Rank | Microbe | Evidence |
---|---|---|
1 | Clostridium difficile | PMID: 15655746 |
2 | Helicobacter pylori | PMID: 15733502 |
3 | Firmicutes | PMID: 24591822 |
4 | Clostridium coccoides | unconfirmed |
5 | Staphylococcus aureus | PMID: 7074582 |
6 | Actinobacteria | PMID: 26852737 |
7 | Clostridia | PMID: 26852737 |
8 | Lachnospiraceae | unconfirmed |
9 | Bifidobacterium | PMID: 26317628 |
10 | Bacteroides | PMID: 29709671 |
4. Discussion
There are numerous microbial communities inhabited in the human body, which is critical to human health. The relationship between human microbiome and diseases received much attention from both medical and bioinformatics community recently. However, traditional methods to detect their association is costly and labor-intensive. Thus, we proposed here a new computational model called NBLPIHMDA to infer potential microbe-disease associations. NBLPIHMDA first combined known microbe-disease associations in HMDAD and the Gaussian interaction profile kernel similarity to construct disease similarity network and microbe similarity network. It then conducted tag transmission on these two networks to obtain the predicted score of each microbe-disease pair. Under the framework of LOOCV and 5-fold CV, the AUCs reached 0.8777 and 0.8958 ± 0.0027, respectively, In addition, the case studies of asthma, colorectal carcinoma and COPD further demonstrated that NBLPIHMDA could provide valuable insights into the pathogenesis research.

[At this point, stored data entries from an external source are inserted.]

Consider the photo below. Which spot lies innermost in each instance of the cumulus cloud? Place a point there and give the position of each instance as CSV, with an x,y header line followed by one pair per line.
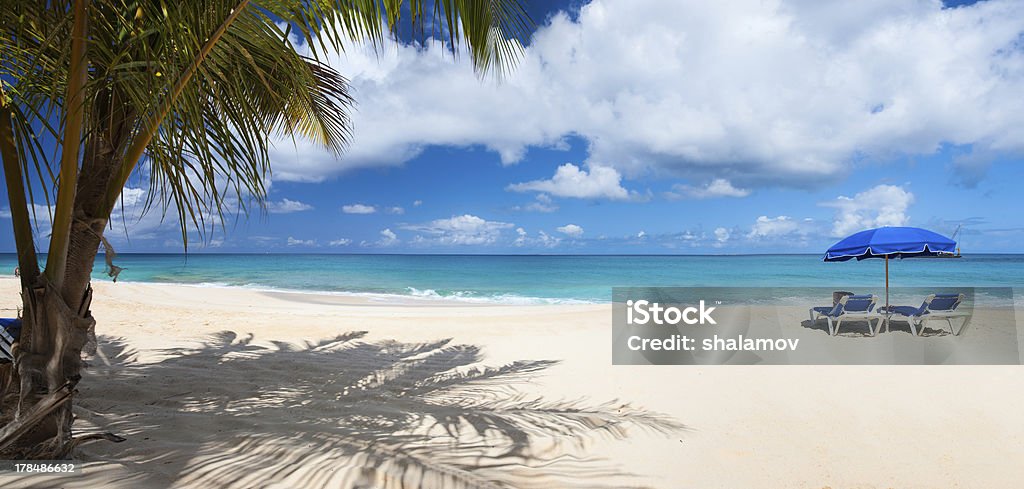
x,y
774,227
571,230
300,242
388,238
358,209
757,93
571,181
287,206
465,229
721,235
543,203
718,187
879,206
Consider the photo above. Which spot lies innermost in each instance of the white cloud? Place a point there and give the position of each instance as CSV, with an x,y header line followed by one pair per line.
x,y
357,209
520,236
388,238
718,187
131,196
783,92
721,234
879,206
301,242
543,204
465,229
287,206
543,239
571,230
774,227
571,181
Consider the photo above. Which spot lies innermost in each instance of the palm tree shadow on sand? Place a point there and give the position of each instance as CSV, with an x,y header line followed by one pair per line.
x,y
347,413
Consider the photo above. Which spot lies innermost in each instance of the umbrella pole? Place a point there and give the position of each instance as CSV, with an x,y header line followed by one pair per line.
x,y
887,282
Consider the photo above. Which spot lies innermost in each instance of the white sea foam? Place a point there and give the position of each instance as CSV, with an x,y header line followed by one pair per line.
x,y
412,294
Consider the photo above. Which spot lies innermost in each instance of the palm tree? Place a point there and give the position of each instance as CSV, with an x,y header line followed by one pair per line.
x,y
189,90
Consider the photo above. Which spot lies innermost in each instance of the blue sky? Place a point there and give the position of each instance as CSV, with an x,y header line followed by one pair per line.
x,y
641,127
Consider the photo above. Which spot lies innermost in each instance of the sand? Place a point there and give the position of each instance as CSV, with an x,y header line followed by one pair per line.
x,y
240,388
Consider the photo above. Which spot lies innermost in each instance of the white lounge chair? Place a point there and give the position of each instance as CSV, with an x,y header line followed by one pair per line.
x,y
936,306
849,307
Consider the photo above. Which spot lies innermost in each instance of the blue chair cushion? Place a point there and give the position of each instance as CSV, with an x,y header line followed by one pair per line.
x,y
908,311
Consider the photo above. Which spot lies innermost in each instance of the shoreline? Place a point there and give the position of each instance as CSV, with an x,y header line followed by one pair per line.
x,y
211,384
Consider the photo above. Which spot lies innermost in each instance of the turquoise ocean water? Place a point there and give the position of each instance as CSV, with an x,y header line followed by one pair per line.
x,y
524,279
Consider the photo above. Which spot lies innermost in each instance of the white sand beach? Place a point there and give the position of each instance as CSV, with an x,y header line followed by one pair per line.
x,y
240,388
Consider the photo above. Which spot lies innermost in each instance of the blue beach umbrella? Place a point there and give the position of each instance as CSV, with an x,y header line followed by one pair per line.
x,y
896,241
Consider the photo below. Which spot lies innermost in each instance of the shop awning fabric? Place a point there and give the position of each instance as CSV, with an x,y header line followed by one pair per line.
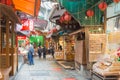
x,y
30,7
78,8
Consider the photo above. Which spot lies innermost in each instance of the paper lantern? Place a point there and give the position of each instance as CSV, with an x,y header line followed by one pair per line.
x,y
61,19
102,6
54,30
67,17
90,13
116,1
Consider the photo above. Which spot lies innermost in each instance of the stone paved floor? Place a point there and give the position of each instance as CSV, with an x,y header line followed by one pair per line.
x,y
47,70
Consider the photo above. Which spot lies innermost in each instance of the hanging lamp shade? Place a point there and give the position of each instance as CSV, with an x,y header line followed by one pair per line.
x,y
30,7
102,6
116,1
90,13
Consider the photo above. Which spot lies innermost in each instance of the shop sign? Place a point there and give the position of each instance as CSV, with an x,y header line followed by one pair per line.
x,y
21,37
27,25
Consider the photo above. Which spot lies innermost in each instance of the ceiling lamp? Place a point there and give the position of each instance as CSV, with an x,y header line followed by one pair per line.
x,y
102,6
67,17
90,13
55,29
61,19
116,1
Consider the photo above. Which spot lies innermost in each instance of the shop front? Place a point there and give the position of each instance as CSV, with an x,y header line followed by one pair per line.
x,y
108,64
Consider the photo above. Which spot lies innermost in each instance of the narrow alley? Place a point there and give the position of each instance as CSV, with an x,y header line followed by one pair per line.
x,y
47,69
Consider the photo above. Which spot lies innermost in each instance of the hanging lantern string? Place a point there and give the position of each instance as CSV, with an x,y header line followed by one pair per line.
x,y
89,8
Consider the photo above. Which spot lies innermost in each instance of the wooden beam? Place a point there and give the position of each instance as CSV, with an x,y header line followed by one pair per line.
x,y
80,30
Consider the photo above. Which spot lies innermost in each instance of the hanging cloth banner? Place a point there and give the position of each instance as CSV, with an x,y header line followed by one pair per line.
x,y
28,6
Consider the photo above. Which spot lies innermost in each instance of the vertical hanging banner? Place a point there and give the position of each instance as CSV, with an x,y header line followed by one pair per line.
x,y
28,6
27,25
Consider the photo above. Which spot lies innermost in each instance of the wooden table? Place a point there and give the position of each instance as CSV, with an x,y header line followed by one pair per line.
x,y
107,76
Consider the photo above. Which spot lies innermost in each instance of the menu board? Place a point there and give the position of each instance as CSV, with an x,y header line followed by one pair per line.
x,y
97,46
114,37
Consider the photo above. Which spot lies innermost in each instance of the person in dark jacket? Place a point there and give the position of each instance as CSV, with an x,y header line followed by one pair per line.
x,y
30,55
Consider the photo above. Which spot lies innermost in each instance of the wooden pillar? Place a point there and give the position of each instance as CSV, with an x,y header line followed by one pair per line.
x,y
105,20
12,48
87,45
7,43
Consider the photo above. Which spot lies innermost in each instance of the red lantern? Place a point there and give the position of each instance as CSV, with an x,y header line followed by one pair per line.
x,y
116,1
102,6
67,17
90,13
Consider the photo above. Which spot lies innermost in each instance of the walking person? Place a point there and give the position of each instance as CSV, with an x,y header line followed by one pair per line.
x,y
39,51
30,55
44,52
52,51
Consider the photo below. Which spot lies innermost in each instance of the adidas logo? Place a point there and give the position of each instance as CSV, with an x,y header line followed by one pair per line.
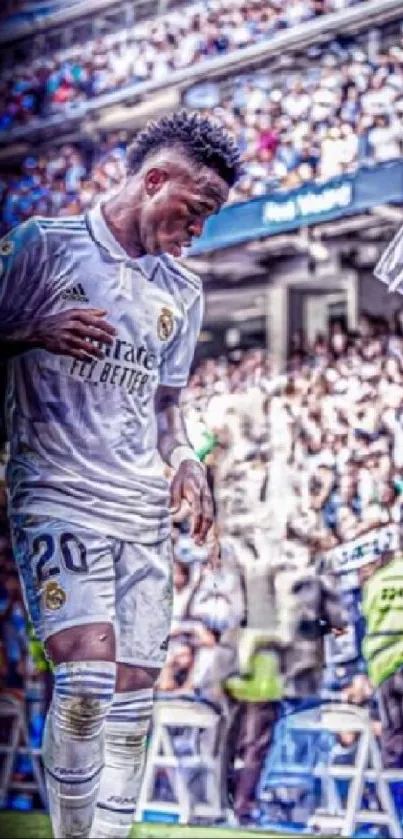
x,y
76,293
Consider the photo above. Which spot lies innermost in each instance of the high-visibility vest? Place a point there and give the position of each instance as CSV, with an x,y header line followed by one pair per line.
x,y
383,611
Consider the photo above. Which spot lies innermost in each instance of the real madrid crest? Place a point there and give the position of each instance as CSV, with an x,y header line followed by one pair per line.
x,y
54,596
6,247
165,324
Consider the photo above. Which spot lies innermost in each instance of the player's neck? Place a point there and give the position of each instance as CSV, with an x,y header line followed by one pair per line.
x,y
120,222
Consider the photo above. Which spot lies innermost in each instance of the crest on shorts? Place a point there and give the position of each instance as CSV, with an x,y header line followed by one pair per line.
x,y
6,247
54,596
165,324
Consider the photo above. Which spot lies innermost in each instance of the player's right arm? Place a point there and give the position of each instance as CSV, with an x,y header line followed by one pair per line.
x,y
25,284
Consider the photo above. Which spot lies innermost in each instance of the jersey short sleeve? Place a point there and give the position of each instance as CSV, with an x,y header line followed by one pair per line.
x,y
22,257
390,267
177,360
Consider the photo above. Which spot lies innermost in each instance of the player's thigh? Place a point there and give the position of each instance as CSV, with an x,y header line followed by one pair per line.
x,y
67,574
144,597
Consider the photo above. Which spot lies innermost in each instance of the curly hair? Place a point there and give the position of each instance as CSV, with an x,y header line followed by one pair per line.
x,y
204,141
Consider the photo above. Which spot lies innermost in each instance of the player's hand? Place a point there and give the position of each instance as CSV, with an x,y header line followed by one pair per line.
x,y
71,333
191,497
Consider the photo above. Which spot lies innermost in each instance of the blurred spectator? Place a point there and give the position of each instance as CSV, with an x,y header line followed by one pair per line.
x,y
148,50
344,110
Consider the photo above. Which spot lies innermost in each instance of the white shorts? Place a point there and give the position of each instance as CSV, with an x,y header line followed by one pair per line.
x,y
73,576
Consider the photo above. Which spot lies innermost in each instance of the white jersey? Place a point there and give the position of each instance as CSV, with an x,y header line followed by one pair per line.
x,y
83,435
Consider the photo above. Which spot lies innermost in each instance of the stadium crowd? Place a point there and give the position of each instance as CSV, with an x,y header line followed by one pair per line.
x,y
341,457
344,110
147,51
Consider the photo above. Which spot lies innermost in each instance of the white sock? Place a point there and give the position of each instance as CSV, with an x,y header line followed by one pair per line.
x,y
73,743
126,730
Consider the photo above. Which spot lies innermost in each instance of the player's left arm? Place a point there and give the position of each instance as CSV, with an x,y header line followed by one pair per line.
x,y
189,488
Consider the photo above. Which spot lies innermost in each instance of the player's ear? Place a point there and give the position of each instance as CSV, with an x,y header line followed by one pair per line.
x,y
154,179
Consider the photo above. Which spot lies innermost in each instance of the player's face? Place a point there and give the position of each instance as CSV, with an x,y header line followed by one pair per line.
x,y
176,208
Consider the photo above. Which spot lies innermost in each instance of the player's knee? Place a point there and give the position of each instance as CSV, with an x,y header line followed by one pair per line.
x,y
82,697
130,678
92,642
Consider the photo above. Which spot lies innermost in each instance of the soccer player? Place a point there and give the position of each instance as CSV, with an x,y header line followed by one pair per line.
x,y
100,324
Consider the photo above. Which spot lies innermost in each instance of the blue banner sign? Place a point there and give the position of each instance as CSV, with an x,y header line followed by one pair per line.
x,y
308,205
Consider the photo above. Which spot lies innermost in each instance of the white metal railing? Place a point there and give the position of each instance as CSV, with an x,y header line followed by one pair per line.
x,y
361,17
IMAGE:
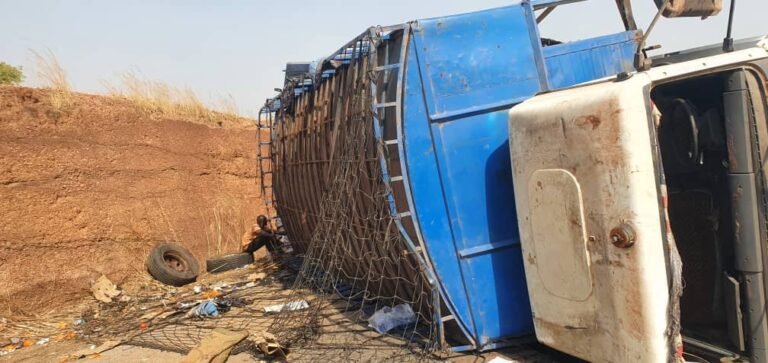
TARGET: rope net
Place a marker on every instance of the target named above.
(357, 260)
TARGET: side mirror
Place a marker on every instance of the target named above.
(690, 8)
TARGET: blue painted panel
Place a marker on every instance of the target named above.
(479, 60)
(474, 162)
(428, 196)
(586, 60)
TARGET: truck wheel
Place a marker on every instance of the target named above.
(172, 264)
(228, 262)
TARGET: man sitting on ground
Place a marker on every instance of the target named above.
(261, 235)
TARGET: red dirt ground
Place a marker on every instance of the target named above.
(87, 190)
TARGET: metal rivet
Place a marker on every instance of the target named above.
(623, 236)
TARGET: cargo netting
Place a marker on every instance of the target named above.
(356, 259)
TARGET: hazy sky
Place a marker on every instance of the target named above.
(238, 48)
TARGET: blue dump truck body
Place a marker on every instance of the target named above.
(451, 83)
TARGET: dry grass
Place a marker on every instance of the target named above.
(52, 76)
(173, 102)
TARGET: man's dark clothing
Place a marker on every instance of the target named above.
(264, 238)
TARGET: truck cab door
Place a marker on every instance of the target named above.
(591, 221)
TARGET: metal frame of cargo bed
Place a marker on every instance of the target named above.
(429, 117)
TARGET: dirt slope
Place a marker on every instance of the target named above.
(87, 190)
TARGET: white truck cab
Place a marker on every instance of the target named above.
(642, 204)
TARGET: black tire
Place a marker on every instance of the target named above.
(172, 264)
(228, 262)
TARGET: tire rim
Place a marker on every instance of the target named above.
(175, 262)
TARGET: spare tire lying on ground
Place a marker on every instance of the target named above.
(228, 262)
(172, 264)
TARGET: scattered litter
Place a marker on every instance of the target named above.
(216, 347)
(386, 318)
(92, 351)
(290, 306)
(498, 359)
(104, 290)
(206, 309)
(267, 344)
(256, 276)
(210, 294)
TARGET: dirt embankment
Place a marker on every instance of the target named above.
(87, 190)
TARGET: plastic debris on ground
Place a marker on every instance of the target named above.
(216, 347)
(289, 306)
(104, 290)
(386, 318)
(268, 344)
(498, 359)
(206, 309)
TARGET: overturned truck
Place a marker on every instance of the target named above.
(505, 185)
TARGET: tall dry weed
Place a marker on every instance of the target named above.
(174, 102)
(52, 76)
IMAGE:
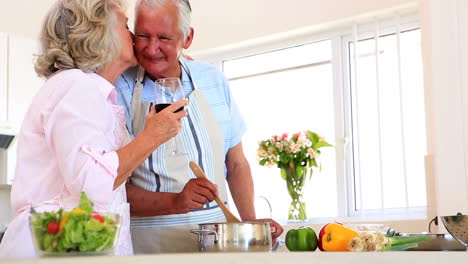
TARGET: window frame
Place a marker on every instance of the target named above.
(339, 37)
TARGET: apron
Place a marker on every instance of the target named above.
(17, 241)
(176, 238)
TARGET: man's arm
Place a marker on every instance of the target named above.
(194, 196)
(240, 182)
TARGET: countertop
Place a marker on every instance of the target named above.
(270, 258)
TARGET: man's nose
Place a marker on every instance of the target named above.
(152, 47)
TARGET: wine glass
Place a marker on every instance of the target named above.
(168, 91)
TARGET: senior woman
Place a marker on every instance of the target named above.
(73, 138)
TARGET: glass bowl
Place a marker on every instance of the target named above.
(39, 231)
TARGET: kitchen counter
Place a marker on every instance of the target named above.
(270, 258)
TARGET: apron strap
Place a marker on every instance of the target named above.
(139, 108)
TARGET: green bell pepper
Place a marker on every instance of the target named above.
(301, 239)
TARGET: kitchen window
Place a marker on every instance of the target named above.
(361, 88)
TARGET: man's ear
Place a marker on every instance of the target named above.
(188, 40)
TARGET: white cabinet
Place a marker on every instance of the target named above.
(18, 85)
(23, 81)
(3, 77)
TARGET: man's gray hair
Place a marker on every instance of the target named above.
(183, 6)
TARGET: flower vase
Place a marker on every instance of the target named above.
(295, 179)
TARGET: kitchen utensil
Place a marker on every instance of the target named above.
(234, 237)
(231, 218)
(437, 242)
(457, 226)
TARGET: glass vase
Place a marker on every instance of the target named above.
(295, 179)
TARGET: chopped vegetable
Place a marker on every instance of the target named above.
(336, 237)
(376, 241)
(97, 216)
(53, 228)
(79, 230)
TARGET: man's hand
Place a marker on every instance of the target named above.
(196, 193)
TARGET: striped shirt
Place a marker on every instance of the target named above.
(153, 175)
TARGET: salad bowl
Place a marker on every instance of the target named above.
(79, 232)
(82, 234)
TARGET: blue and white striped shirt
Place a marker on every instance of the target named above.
(153, 174)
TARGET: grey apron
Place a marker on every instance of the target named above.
(176, 238)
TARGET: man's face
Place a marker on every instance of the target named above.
(159, 41)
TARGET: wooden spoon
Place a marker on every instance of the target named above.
(201, 175)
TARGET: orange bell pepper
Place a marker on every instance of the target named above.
(335, 237)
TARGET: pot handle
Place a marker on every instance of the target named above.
(202, 232)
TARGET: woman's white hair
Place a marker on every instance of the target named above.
(185, 11)
(79, 34)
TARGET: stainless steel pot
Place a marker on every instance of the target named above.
(234, 237)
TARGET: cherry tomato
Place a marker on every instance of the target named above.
(53, 228)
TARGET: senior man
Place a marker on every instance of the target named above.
(166, 198)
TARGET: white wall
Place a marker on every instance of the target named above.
(444, 29)
(221, 23)
(218, 23)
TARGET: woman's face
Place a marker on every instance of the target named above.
(127, 55)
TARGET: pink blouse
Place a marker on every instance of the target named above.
(67, 144)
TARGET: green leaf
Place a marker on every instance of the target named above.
(299, 172)
(283, 174)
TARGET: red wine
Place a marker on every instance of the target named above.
(160, 107)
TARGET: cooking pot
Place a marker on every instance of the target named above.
(234, 237)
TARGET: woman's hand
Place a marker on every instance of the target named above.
(165, 124)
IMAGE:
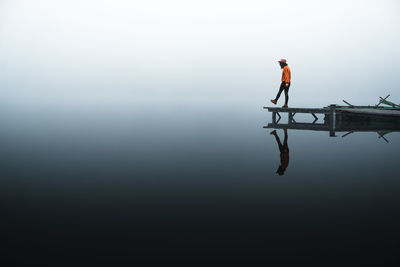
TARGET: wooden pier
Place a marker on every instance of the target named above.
(328, 112)
(335, 120)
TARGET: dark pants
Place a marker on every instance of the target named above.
(281, 88)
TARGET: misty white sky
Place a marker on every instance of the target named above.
(81, 50)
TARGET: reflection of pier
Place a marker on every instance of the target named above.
(335, 120)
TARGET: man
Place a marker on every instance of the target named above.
(284, 149)
(285, 82)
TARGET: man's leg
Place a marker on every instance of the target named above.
(281, 88)
(286, 95)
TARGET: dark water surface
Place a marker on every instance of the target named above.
(184, 183)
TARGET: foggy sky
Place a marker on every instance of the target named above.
(172, 51)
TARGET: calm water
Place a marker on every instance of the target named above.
(153, 183)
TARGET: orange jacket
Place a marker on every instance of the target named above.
(286, 74)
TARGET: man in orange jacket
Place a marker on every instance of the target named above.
(285, 82)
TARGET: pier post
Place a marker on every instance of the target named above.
(332, 120)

It worth's noting that NBLPIHMDA has certain limitations. First of all, the HMDAD only curated hundreds of known associations between 39 diseases and 292 microbes, which is relatively small. The problem will be partially solved in the future when more associations between diseases and microbes are discovered. In addition, the Gaussian interaction profile kernel similarity of diseases and microbes is calculated based on the known microbe-disease associations, which will bias toward diseases with more known associations and microbes with more known associations. We believe that the bias can be reduced by integrating other effective similarity methods, such as disease semantic similarity, symptom-based disease similarity, and microbe functional similarity. The advancement of association prediction research in various fields of computational biology would also provide valuable insights into the development of microbe-disease association prediction, such as miRNA-disease association prediction (Chen and Huang, 2017; Chen et al., 2018a,b,c), lncRNA-disease association prediction (Chen and Yan, 2013), drug-target interaction prediction (Chen et al., 2015), and synergistic drug combinations (Chen et al., 2016b). Therefore, we will introduce some reliable technologies and optimization strategies in the future work to further improve the quality of the heterogeneous network and the prediction performance of NBLPIHMDA.
Data Availability
The raw data supporting the conclusions of this manuscript will be made available by the authors, without undue reservation, to any qualified researcher.
Author Contributions
LW and YW contributed to the conceptualization of the study. YW contributed to the methodology and writing, the reviewing, and editing of the manuscript. YW and HL contributed to the validation and data curation. LW, YW, HL, and XF contributed to the formal analysis. XF, DY, and JY contributed to the investigation. LW contributed to the resources, the project administration, and the funding acquisition. LW and JY contributed to the supervision of the study. All authors read and approved the final manuscript.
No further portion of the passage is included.